5

I'm having troubles ssh-ing to a server (ubuntu 16.04) I have root access to from my machine (macOS 10.12). The situation is weird: I checked that sshd is running on the server and that the port 22 is open (sudo netstat -anp | grep sshd) and traffic isn't blocked (sudo iptables -L | grep ssh and sudo ufw verbose); hosts.deny does not have my IP address either.

Weirdest thing - I can login from another machine with no problem. When I run nmap <server-ip> on my machine it shows only port 80 is open; running the same command on another machine gives only one open port - 22. I tried logging in from third machine - no luck again. Not sure of what's going on.

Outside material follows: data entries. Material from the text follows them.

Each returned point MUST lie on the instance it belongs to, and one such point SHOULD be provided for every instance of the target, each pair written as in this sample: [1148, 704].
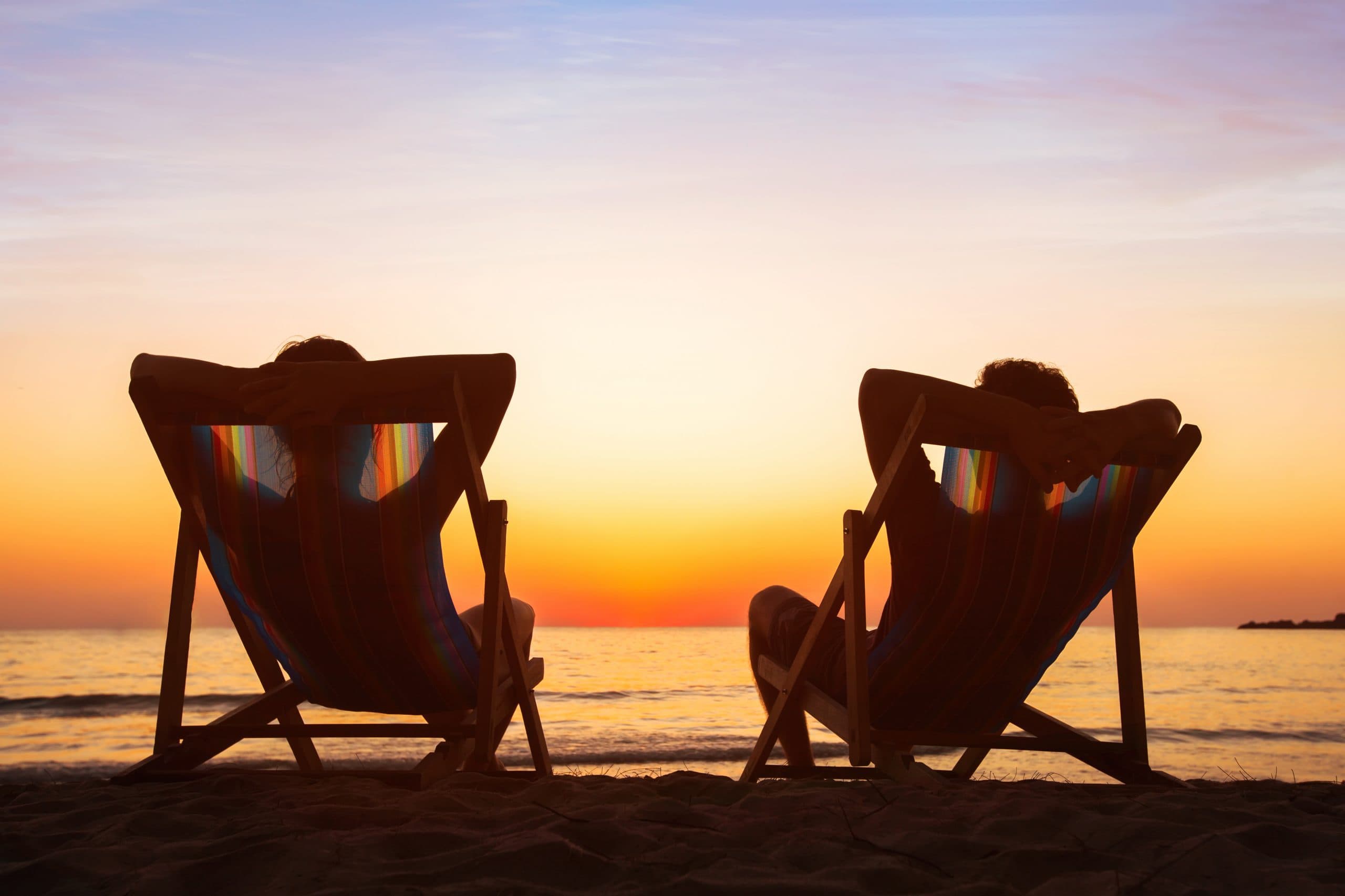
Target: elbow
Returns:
[506, 370]
[871, 389]
[1175, 419]
[140, 367]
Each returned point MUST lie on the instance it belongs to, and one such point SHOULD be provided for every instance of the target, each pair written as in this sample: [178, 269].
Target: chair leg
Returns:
[1130, 676]
[902, 767]
[271, 677]
[172, 686]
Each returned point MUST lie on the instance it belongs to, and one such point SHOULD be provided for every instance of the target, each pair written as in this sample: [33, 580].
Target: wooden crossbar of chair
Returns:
[892, 751]
[181, 748]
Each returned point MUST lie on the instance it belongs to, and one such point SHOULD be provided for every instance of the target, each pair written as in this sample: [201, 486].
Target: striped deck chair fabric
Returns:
[328, 543]
[1019, 572]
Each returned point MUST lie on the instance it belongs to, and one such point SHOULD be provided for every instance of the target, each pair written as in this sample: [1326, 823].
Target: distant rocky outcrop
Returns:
[1308, 623]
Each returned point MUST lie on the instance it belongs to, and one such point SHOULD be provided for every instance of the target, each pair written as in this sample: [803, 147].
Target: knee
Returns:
[525, 617]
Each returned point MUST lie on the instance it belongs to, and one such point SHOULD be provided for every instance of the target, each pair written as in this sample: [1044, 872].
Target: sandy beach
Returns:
[681, 833]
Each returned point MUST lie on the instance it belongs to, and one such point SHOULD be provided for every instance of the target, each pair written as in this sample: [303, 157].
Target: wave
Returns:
[92, 705]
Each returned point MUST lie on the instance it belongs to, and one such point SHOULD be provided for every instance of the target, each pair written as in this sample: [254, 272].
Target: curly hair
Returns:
[1029, 381]
[318, 349]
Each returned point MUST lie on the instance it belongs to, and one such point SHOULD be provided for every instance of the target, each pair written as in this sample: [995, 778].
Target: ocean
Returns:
[1222, 704]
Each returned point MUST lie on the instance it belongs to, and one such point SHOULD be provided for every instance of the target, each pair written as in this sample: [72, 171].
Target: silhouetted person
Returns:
[301, 396]
[1029, 404]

I need some way (tail -f logs, probably) where I can see what is actually happening on the server when I try to connect from different machines. Maybe this will help me to troubleshoot. Any advices on how shall I debug this problem?

peetonn
  • 173

4 Answers4

13

Command man 5 sshd_config will give you plenty of options.

Setting LogLevel VERBOSE in file /etc/ssh/sshd_config is probably what you need, although there are higher levels.

The messages will end ip in /var/log/auth.log by default, so you will have to tail -f /var/log/auth.log in a separate terminal to see what is going on.

sмurf
  • 4,750
  • 1
  • 26
  • 30
2

The problem turned out to be other machine with same IP address as the server. Very trivial but not obvious (sigh). Thanks for the input for those who answered.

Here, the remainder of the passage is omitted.